Linux Foundation releases Windows accessibility software under BSD
The Linux Foundation's Open A11y (Accessibility) Workgroup has announced the release of IAccessible2 for Windows version 1.2 under a BSD licence. The announcement was made at the CSUN Conference, where the change of IAccessible2's licence from LGPL to BSD was described as a way to make it easier to incorporate open source accessibility into proprietary products. The Foundation has also released AccProbe, an apllication which can use IAccessible2 to help developers discover and correct problems in their Windows applications.
Jim Zemlin, executive Director at the Linux Foundation said that “by transitioning to the BSD license and providing important testing tools for developers, the workgroup is demonstrating our commitment to computer access for all”. Andrew Kirkpatrick, Group Product Manager for Accessibility at Adobe, welcomed the move saying "IAccessible2 contains important technological improvements that we plan to incorporate into upcoming versions of Adobe Acrobat, Adobe Reader, Adobe Flash Player, and Adobe AIR in order to continue improving on existing accessibility support in these products".
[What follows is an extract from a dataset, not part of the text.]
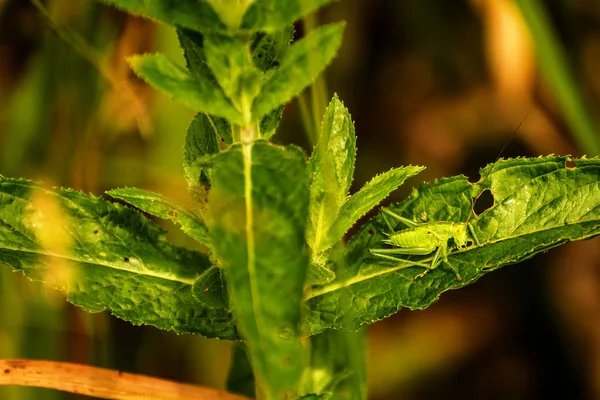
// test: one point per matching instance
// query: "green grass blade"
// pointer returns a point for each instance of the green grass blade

IAccessible2 is expected to become a Linux Foundation standard later in the year. Developed initially by IBM, it was donated to the Free Standards Group in 2006, which merged with OSDL in 2007 to create the Linux Foundation. IAccessible2 extends Microsoft's MSAA, and harmonises it with Unix accessibility APIs and has been implemented in applications including IBM's Lotus Symphony, Firefox 3, JAWS for Windows and Window-Eyes. More information about IAccessible2 is available from the Linux Foundation workgroup site. AccProbe is available as a source or executable from the project's download site.